Leur bibliothèque était composée essentiellement par la vie et par la Parole de Jésus : heureux les pauvres, heureux les affligés, heureux les doux, heureux les affamés et assoiffés de la justice, heureux les miséricordieux, heureux les coeurs purs, heureux les artisans de paix, heureux les persécutés. Les saints, comprenant que les béatitudes sont l’essence de l’Évangile et le portrait même de Jésus, l’ont imité.
Le thème des Saints et de la sainteté ont atteint un crescendo samedi soir lors des vêpres solennelles célébrées dans la Chapelle Sixtine par le pape Benoît XVI, le patriarche œcuménique Bartholomée I et tous les délégués et les participants au Synode sur la Parole de Dieu dans la vie et la mission de l’Eglise. Nous avions été informés à la fin de la session matinale qu’il fallait nous rendre à 16h à la Chapelle Sixtine – en passant par l’arrière, en faisant le tour de la Basilique, il fallait traverser une partie des Jardins du Vatican, passer devant le palais et le très beau jardin du Gouvernorat, pour finir dans la Cour de Saint Damaso. Mgr Ronald Fabbro, c.s.b., de London (Canada) et moi-même avons pris notre temps pour marcher le long du chemin tranquille dans le labyrinthe de cours intérieures, jusqu’à ce que nous arrivions à San Damaso. Nous avons rejoint les cardinaux, les évêques et les délégués Synodaux qui ont ensuite été accompagnés par les gardes suisses à la “deuxième loge.”

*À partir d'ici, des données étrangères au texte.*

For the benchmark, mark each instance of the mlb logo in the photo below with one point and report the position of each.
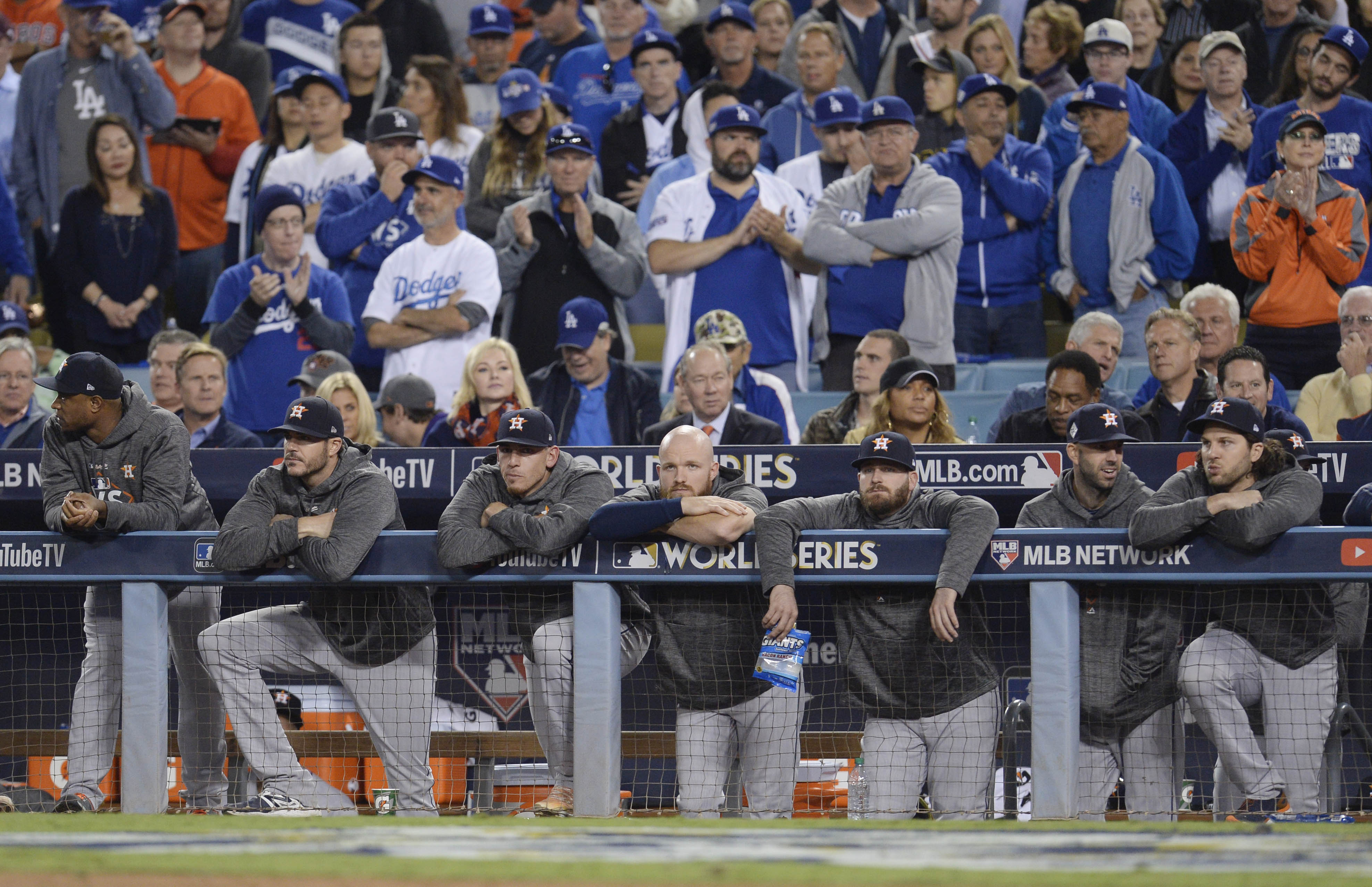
(1005, 552)
(633, 556)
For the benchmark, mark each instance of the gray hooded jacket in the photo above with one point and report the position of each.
(927, 228)
(142, 471)
(898, 668)
(364, 626)
(1130, 634)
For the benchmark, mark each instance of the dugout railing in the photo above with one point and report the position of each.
(1049, 561)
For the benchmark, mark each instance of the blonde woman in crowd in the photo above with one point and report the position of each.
(349, 395)
(909, 404)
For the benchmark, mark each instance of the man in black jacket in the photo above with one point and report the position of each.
(1073, 380)
(651, 134)
(709, 383)
(1128, 633)
(593, 399)
(323, 508)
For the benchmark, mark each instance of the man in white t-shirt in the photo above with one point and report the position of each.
(434, 297)
(328, 160)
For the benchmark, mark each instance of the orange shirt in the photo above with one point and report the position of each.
(200, 184)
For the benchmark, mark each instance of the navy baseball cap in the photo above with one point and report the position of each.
(519, 91)
(737, 117)
(86, 373)
(655, 39)
(526, 427)
(887, 110)
(730, 11)
(316, 76)
(1232, 413)
(1097, 423)
(437, 168)
(979, 84)
(1350, 42)
(837, 106)
(572, 136)
(490, 18)
(1102, 96)
(313, 417)
(887, 447)
(13, 317)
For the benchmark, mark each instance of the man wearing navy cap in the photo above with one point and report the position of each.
(889, 236)
(1005, 193)
(732, 37)
(650, 134)
(113, 464)
(532, 497)
(490, 36)
(597, 399)
(1120, 236)
(1128, 633)
(729, 231)
(918, 657)
(323, 509)
(562, 243)
(434, 297)
(1265, 645)
(328, 160)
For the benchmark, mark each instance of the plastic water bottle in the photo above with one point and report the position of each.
(858, 792)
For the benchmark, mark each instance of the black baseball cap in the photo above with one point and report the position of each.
(1097, 423)
(526, 427)
(1232, 413)
(905, 371)
(86, 373)
(315, 417)
(888, 447)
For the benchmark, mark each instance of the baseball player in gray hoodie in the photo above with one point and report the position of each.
(114, 464)
(1265, 643)
(323, 508)
(709, 635)
(918, 659)
(1128, 633)
(530, 496)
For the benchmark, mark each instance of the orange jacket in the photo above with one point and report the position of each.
(1305, 267)
(200, 184)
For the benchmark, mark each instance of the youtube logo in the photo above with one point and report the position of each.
(1356, 553)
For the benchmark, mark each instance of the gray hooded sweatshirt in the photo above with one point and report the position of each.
(545, 523)
(364, 626)
(142, 471)
(898, 668)
(1130, 633)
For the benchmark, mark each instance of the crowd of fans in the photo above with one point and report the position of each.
(449, 208)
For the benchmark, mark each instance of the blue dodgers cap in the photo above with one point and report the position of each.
(581, 321)
(519, 91)
(1350, 42)
(732, 11)
(887, 447)
(886, 110)
(837, 106)
(440, 169)
(490, 18)
(571, 136)
(736, 117)
(655, 39)
(86, 373)
(316, 76)
(979, 84)
(1099, 95)
(1097, 423)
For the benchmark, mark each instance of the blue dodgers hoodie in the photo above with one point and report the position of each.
(999, 268)
(1149, 120)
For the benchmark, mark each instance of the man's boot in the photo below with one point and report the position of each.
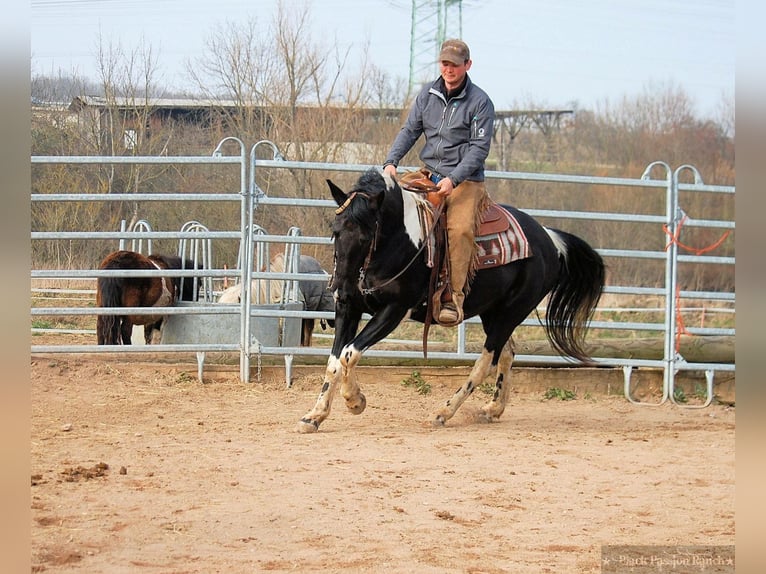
(451, 313)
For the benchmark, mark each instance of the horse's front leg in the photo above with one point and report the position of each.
(349, 385)
(479, 372)
(310, 422)
(494, 408)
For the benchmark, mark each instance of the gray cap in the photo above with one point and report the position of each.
(455, 51)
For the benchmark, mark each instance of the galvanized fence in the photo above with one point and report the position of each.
(242, 321)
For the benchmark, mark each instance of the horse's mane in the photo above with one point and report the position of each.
(371, 187)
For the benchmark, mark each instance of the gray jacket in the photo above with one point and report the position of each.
(458, 132)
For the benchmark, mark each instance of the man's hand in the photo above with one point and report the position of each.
(390, 170)
(445, 187)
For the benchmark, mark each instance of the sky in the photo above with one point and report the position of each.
(557, 54)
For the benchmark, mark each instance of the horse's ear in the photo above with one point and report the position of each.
(338, 194)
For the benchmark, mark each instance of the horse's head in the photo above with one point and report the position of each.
(357, 223)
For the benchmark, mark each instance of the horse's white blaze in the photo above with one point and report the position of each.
(412, 217)
(557, 241)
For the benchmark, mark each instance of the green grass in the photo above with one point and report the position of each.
(417, 382)
(561, 394)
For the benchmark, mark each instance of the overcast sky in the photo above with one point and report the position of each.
(555, 53)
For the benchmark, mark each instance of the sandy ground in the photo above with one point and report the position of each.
(138, 467)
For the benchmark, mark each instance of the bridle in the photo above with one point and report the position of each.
(363, 270)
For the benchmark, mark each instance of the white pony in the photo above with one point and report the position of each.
(313, 295)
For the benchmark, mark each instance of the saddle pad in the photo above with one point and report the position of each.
(500, 248)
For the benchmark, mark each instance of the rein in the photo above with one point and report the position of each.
(363, 270)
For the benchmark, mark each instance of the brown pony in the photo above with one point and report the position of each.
(139, 292)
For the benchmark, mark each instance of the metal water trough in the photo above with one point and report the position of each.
(200, 328)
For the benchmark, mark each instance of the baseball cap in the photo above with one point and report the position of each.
(455, 51)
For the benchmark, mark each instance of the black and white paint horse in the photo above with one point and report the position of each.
(380, 270)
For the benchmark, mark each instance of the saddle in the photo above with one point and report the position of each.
(499, 239)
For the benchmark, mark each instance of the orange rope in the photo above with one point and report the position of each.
(674, 238)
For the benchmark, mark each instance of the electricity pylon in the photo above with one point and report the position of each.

Une fois arrivés à la Chapelle Sixtine, le silence s’est installé parmi le public. Plusieurs personnes étaient arrivées une bonne heure avant seulement pour prier sous et devant la beauté qui nous entourait. Peu avant que les vêpres commencent, un monseigneur du Bureau de Cérémonies pontificales nous a parlé du sens historique et ecclésial de l’art de cette Chapelle, commandée par le pape Jules II. La chapelle fut construite avec les mêmes dimensions que le Saint des Saints dans le Temple de Jérusalem. Le Monseigneur n’a toutefois pas mentionné certaines choses dont je me souvenais concernant cette grandiose salle pour mes cours d’histoire de l’art quand je fréquentais l’université, il y a de cela quelques années déjà.
Par exemple, le pape Jules était appelé: « le Terrible. » Sa vie nous rappelle l’un des personnages vifs appartenant au monde de Rabelais: Jules était un chasseur sauvage, un guerrier vantard, batailleur impétueux à la personnalité problématique. “E stato un Papa abbastanza curioso” (Il était un Pape assez curieux), a affirmé un diplomate du Vatican, de façon diplomatique!
Contrairement à la croyance populaire, Michelangelo Buonarroti n’a pas peint les fresques allongé sur son dos, ni les a-t-il accomplies seul. Lui et ses assistants ont préparé et peint la voûte debout (un petit peu penché en arrière). L’artiste avait plusieurs assistants – pour gratter, préparer les parois pour le plâtre, pour mélanger les peintures, et pour monter les matériaux du sol jusqu’au plafond, soixante mètres au-dessus. Il a peint quelques-uns des personnages à la main, mais la plupart étaient détaillés dans les « cartons » (esquisses préliminaires). Souvent, le travail devait être fait pendant que les messes se déroulaient au-dessous. Les évêques et les cardinaux souvent se plaignaient à cause de la poussière et du bruit. Il n’y a eu aucune plainte de la part d’évêques et de cardinaux samedi soir dernier. Seulement de l’admiration et de la reconnaissance à l’effet d’être dans cette salle.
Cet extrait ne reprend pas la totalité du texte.